Les années 90 ont eu quelques côtés épatants, il faut bien l'admettre. Imaginer qu'un DA de chez Atlantic s'est dit que sortir un album de Daniel Johnston (Fun) produit par un membre junkie de Butthole Surfers était une bonne idée d'un point de vue commercial laisse songeur (ce fut évidemment une catastrophe industrielle). Penser que quelques années plus tôt, une équipe de chez Geffen records a reçu les Geto Boys dans un grand bureau pour leur annoncer qu'ils ne distribueraient pas leur prochain album nous fait dire que par le passé les majors du disques étaient soient carrément couillues, soit totalement défoncées (probablement les deux).
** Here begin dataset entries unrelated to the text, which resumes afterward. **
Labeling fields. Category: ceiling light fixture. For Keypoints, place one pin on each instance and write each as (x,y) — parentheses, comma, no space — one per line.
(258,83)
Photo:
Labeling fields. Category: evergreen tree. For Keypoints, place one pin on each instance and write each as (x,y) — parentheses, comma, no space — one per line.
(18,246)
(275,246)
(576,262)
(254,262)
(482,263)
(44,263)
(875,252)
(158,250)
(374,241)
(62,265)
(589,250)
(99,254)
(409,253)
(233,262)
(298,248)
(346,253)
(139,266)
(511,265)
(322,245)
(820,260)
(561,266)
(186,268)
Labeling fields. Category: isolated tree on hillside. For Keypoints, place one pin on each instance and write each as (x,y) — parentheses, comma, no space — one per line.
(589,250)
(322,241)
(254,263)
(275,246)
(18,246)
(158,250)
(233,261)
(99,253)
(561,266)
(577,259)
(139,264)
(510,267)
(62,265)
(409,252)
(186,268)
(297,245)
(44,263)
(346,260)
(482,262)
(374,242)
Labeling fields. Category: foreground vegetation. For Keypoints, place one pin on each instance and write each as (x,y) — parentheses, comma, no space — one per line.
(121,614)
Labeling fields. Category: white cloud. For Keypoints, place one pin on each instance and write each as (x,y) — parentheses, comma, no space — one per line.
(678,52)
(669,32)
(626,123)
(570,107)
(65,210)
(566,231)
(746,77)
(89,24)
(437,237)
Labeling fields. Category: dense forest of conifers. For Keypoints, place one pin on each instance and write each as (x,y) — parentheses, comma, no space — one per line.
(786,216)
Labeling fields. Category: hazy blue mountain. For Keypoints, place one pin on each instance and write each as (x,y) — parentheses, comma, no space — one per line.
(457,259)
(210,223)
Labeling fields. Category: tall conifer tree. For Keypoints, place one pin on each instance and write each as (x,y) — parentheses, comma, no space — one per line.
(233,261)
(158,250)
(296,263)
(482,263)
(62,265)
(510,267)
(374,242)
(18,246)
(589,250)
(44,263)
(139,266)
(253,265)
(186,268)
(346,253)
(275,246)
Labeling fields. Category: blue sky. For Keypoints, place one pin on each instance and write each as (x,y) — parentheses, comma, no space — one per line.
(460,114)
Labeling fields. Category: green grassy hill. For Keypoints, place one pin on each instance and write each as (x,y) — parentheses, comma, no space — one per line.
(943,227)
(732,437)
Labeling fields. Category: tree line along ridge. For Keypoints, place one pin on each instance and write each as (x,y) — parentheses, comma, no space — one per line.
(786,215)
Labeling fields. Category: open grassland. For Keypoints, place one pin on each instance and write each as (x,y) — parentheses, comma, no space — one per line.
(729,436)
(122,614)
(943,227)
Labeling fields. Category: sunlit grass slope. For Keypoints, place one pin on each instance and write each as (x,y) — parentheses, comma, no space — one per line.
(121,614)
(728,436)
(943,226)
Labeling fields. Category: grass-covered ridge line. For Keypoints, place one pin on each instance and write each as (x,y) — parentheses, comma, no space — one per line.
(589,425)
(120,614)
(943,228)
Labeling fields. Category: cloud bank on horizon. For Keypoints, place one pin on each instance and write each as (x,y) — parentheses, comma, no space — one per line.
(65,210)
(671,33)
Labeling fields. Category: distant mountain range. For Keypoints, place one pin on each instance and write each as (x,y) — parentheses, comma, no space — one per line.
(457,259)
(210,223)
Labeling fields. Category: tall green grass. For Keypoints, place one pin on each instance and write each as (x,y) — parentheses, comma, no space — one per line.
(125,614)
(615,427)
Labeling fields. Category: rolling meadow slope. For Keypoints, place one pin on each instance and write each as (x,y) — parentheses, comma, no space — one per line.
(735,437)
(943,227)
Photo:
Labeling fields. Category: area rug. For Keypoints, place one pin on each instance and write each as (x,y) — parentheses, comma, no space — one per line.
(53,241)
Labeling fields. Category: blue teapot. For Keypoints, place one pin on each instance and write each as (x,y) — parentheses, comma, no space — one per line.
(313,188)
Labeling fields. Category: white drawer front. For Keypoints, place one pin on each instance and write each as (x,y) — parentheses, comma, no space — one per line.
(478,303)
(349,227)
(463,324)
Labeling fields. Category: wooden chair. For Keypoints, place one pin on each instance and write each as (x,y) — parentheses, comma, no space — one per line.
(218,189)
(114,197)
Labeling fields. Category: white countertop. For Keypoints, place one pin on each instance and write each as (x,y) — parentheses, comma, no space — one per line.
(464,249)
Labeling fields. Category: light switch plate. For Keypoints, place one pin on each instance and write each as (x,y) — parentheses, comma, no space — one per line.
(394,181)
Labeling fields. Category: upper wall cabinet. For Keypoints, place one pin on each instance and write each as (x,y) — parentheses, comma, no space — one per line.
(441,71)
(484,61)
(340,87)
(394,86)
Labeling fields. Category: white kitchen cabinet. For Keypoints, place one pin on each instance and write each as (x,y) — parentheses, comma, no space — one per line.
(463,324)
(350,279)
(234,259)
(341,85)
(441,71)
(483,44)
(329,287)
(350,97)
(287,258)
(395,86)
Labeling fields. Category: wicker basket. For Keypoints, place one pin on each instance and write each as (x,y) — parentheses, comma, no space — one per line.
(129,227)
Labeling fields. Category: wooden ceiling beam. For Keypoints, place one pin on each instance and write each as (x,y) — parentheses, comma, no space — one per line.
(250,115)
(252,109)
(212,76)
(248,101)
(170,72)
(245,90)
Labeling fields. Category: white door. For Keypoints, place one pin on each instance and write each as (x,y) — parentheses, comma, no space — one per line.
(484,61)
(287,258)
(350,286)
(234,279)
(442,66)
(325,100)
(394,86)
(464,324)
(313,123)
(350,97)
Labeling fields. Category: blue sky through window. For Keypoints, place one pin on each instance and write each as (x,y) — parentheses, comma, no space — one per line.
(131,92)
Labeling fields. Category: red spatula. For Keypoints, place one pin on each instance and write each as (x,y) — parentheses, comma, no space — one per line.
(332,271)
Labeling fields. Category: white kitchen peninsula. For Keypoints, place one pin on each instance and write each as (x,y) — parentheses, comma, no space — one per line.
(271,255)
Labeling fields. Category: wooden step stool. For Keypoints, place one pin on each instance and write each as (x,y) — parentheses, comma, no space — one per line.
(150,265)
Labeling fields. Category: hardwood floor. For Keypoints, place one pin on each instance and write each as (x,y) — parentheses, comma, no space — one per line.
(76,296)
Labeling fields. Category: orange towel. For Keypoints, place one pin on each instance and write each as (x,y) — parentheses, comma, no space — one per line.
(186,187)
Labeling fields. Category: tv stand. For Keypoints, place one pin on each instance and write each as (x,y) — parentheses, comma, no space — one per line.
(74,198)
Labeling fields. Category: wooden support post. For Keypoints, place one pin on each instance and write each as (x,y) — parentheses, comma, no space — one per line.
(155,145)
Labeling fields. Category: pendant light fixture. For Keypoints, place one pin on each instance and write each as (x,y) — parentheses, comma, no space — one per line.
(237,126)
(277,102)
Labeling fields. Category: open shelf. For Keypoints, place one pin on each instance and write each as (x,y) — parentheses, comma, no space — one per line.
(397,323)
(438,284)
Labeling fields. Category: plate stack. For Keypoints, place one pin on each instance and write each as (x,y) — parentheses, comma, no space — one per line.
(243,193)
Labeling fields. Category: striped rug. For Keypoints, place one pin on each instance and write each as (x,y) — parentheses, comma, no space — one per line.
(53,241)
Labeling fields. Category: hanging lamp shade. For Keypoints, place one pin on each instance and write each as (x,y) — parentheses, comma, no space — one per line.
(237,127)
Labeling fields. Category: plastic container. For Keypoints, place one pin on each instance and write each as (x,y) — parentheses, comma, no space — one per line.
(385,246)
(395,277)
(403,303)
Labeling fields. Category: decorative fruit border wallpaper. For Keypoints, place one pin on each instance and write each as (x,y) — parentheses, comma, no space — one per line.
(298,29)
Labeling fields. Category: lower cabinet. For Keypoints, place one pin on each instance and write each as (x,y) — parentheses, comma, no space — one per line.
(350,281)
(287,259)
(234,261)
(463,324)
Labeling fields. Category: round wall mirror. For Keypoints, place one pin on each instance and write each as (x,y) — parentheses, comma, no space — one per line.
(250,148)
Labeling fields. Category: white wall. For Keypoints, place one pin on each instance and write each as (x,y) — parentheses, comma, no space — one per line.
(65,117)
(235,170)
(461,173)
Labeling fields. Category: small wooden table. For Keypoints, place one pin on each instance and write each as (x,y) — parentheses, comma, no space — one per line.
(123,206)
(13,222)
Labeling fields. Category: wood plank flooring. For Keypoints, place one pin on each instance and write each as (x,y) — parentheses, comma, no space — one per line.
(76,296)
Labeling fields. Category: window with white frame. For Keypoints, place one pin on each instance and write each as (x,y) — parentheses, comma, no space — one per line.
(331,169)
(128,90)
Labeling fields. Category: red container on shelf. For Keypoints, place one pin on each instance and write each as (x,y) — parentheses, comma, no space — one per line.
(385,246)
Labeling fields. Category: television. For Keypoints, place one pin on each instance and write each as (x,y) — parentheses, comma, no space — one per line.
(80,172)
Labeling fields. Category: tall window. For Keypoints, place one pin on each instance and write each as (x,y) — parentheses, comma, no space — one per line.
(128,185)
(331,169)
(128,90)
Ce petit accident de business a donné naissance au troisième album du groupe de Houston le bien nommé We Can't Get Stopped. Le trio, alors en pleine possession de sa gouaille, est bien décidé à régler ses comptes avec un paquet de monde. Son ancien label donc mais aussi les politiciens qui voyaient dans le gangsta rap une jolie manière de passer pour des gardiens de la vertu de l'Amérique (quand on voit les sorties de piste de Trump aujourd'hui, cela laisse également songeur) et qui engageaient les potes du groupe dans la guerre du Golfe.  Fins sociologues, les trois s'attaquent aussi à la question de la guerre des sexes, sentant bien que côté rap game féminin quelque chose se trame. Paix et guerre à son paroxysme sur le classique "Punk Bitch Game", clin d'oeil au "Don't Call Me A Nigger, Whitey" de Sly And The Family Stone et qui concentre l'essence d'un morceau des Geto Boys: colère vocale, aridité musicale et funk sec comme un coup de trique (l'amour vache).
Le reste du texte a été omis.